Here in Washington Heights, other circumstances help keep these mostly Dominican families from changing their behavior.
Parents don’t consider the local parks and playgrounds to be safe places to take their children, Dr. Elbirt said.
“You can’t expect people to walk short distances if it’s safer to take a bus,” she said. There is also a “perception that exercise is for rich white people,” she added, “and you have to spend a lot of money.”
Moreover, the local markets don’t sell a lot of fresh fruits and vegetables, because they’re not in demand, according to Dr. Elbirt. So she’s been urging the mothers to ask for fruits such as mangos, which, like potatoes and yams, are popular in the Dominican culture.
Both Go! Kids and Kid-Fit are also careful not to tell children that all junk food and treats are off limits. Desserts are an important and appropriate part of holidays or family celebrations, Dr. Elbirt says. The message is one of balance and moderation, and that parents and children can make healthy choices together.
‘Can’t Drop the Ball’
Even though research on childhood obesity is just beginning to emerge, one small study from Australia offers hope that altering behavior in young children can make a difference. Daniel Green, a researcher at the University of Western Australia, Nedlands, found that increased exercise for children as young as 6 can reverse the buildup of fatty deposits, or plaque, in the arteries. Such buildups can lead to heart disease.
After an eight-week exercise program, the overweight children in the study were found to have improved vascular function, as measured by an ultrasound. But in presenting his findings to members of the American Heart Association in Orlando, Fla., last fall, Mr.

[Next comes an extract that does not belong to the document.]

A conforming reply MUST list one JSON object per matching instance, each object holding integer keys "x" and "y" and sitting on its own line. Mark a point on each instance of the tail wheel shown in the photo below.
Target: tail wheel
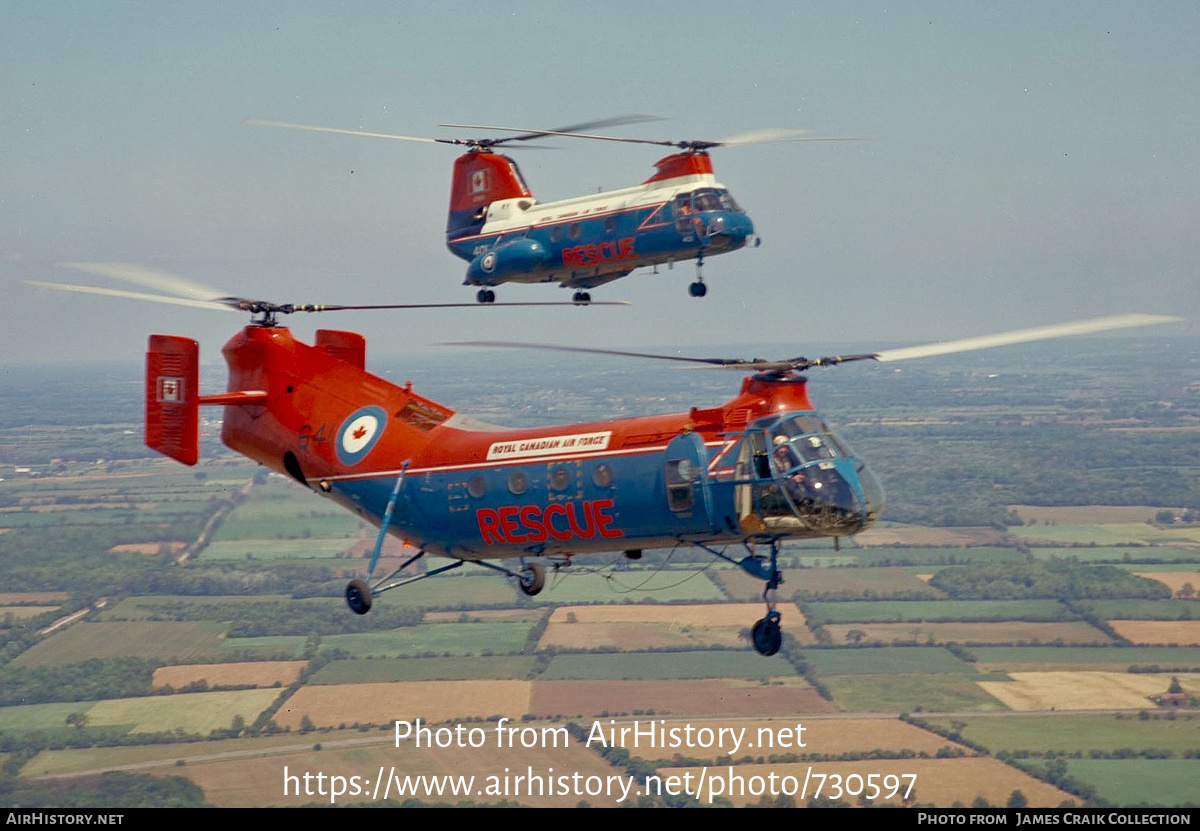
{"x": 767, "y": 635}
{"x": 532, "y": 579}
{"x": 358, "y": 597}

Green stressed that physical activity must continue in order to maintain the benefits.
To determine whether the Go! Kids program leads to any changes, the parents and children received screenings of their height, weight, body-mass index, blood pressure, and cholesterol levels before the 24-week program began. As a comparison, the same tests were done with children at Public School 8, also in Washington Heights, but those children and their parents are not receiving the weekly nutrition and exercise lessons.
Post-tests at both schools will be conducted before school is out this spring. But Dr. Elbirt said she knows that efforts to teach the value of proper nutrition and exercise during the early years are not enough to prevent children from acquiring poor habits as they get older, when temptation is even greater.
“You can’t drop the ball,” she said. Therefore, the Children’s Aid Society plans to continue offering the program as the children move through the elementary grades by somehow blending it into the health or physical education curriculum.
Both Dr. Elbirt and Mr. Silence also note that for programs like theirs to spread, they will need to train teachers who will then train others. The Silences are already branching out in that direction. Last month, they traveled to Taiwan and Hong Kong to train preschool teachers there.
“This is a foundation for changing the health of society,” Mr. Silence said, “and we can only reach so many ourselves.”